Sommerville's evidence does not as effectively support her argument for postbellum continuity, however. She primarily uses court documents to make her case about antebellum and Civil War rape trials, but for the later years she utilizes other types of evidence, such as sentencing records, changes in the law, and novels and newspaper accounts, as she explores the way changes in the law altered southern communities' responses to accusations. Sommerville claims that she will "deconstruct the rape myth of its political and cultural trappings" (p. 3). Ironically, her postbellum analysis depends on some of the same "cultural" evidence that she criticizes earlier historians for using in their analysis of antebellum rape cases.
The thirty-five-page appendix to Rape and Race in the Nineteenth-Century South includes a historiographical essay of the southern rape myth taken from Sommerville's 1995 Journal of Southern History article.

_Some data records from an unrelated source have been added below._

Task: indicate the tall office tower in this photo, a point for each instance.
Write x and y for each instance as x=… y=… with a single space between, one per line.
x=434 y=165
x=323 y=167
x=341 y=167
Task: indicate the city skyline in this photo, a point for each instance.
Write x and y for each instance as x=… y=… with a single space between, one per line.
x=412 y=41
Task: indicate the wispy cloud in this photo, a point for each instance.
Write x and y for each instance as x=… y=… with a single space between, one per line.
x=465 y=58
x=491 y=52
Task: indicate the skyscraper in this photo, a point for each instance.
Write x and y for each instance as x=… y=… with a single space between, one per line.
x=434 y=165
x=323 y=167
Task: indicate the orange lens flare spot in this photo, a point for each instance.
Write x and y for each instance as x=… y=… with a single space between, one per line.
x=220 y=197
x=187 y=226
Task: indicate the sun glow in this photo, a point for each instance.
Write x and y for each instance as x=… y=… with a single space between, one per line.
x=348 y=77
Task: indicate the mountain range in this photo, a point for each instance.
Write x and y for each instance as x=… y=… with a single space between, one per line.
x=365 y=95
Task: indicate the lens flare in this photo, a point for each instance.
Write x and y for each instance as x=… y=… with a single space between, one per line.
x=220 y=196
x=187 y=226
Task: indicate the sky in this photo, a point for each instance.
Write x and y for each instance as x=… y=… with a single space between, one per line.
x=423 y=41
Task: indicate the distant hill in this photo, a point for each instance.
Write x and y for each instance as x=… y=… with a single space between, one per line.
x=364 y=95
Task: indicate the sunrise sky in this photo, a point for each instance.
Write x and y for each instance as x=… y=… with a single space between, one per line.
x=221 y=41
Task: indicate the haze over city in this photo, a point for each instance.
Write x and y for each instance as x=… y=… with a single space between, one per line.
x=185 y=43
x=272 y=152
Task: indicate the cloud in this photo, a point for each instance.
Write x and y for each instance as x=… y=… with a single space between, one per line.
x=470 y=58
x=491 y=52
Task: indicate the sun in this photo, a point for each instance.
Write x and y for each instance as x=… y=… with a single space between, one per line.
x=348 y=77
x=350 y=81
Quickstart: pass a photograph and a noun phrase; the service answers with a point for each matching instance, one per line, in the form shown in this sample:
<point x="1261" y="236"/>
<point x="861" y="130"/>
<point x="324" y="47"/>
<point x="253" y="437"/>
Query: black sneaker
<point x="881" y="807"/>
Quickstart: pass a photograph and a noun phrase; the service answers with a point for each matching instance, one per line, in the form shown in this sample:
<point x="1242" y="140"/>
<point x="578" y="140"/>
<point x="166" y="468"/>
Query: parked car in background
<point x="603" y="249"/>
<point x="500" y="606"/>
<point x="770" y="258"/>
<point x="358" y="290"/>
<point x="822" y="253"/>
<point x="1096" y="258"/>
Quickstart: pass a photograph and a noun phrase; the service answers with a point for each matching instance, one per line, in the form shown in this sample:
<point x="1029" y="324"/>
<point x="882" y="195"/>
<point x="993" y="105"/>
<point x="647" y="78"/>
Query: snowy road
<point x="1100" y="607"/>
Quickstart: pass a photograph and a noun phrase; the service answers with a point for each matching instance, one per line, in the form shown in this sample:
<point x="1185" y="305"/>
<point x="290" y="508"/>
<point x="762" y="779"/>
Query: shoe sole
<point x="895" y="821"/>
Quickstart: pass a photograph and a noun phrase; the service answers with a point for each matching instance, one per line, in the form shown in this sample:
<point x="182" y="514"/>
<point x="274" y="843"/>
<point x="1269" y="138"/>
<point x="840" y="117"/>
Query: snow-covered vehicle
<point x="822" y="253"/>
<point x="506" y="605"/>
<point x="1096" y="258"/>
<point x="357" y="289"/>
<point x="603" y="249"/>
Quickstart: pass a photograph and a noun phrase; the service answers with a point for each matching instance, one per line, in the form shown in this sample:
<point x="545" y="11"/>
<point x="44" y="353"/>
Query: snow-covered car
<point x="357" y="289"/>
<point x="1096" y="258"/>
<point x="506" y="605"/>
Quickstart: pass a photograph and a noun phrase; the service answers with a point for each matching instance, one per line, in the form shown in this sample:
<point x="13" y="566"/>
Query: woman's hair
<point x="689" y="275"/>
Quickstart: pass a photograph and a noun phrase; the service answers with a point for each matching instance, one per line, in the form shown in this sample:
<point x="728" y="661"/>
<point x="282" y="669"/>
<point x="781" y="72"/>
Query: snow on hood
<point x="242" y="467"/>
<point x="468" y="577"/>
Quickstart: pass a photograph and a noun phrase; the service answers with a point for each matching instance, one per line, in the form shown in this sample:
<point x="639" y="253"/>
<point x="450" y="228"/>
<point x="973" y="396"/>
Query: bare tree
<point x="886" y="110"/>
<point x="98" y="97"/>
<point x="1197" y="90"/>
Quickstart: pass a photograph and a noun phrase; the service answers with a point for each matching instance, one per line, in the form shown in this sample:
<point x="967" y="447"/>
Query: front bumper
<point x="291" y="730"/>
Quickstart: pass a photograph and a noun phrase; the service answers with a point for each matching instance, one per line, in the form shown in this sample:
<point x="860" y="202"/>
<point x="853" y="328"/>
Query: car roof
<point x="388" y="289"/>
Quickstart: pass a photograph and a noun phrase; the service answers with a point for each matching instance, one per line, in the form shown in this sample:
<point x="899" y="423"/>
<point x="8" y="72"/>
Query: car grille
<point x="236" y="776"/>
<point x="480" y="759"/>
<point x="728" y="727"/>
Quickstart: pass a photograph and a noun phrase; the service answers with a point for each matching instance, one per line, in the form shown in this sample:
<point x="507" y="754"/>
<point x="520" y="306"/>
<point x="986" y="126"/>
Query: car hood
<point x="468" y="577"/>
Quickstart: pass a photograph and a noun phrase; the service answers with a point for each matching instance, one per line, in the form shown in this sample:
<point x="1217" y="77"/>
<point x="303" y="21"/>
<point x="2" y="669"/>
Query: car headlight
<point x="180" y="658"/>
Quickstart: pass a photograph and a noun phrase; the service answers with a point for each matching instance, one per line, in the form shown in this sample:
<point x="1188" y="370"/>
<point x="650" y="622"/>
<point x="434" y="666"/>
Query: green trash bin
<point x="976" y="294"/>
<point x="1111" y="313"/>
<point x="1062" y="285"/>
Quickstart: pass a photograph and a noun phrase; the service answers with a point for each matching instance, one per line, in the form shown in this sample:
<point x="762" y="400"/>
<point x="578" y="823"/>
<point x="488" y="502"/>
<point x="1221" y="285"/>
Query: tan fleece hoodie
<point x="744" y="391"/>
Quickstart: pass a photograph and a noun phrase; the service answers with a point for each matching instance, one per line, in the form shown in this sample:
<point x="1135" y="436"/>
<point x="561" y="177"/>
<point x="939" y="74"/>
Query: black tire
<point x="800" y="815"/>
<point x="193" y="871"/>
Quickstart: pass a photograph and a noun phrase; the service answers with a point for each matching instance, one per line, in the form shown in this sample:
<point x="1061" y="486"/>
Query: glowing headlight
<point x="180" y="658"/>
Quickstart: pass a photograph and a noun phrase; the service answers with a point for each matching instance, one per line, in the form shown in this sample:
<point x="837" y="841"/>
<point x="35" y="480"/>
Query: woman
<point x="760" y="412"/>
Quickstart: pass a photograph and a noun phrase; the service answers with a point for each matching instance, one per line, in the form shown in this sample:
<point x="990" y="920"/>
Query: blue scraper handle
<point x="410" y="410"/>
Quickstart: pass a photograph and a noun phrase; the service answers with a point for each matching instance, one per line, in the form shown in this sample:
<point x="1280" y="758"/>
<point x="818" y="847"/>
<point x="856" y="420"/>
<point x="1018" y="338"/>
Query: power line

While there is some new information contained in the essay, she repeats arguments that are made in the body of the book. Ideally, she would have integrated the historiography into the book's introduction, rather than elaborate on the scholarly foundations of her thesis at the completion of the narrative.
In the end, the strength of Sommerville's argument about the antebellum South outweighs any criticisms of her postbellum analysis. This ambitious and interesting book will force historians to rethink the roots of the rape myth and the solidarity of white southerners. In Sommerville's estimation, gender and class concerns were crucial factors in interracial rape cases. Perhaps most significant, she challenges scholars of the South to question the notion that southern racial and class relations were set in stone from the earliest years of colonial history and instead approach the study of the South as a series of contingencies. Sommerville asks her readers to imagine that the story of the relationship between black and white southerners might have gone down a different--and perhaps less violent--trajectory.
. Diane Miller Sommerville, "The Rape Myth Reconsidered," Journal of Southern History 61 (August 1995): 481-518.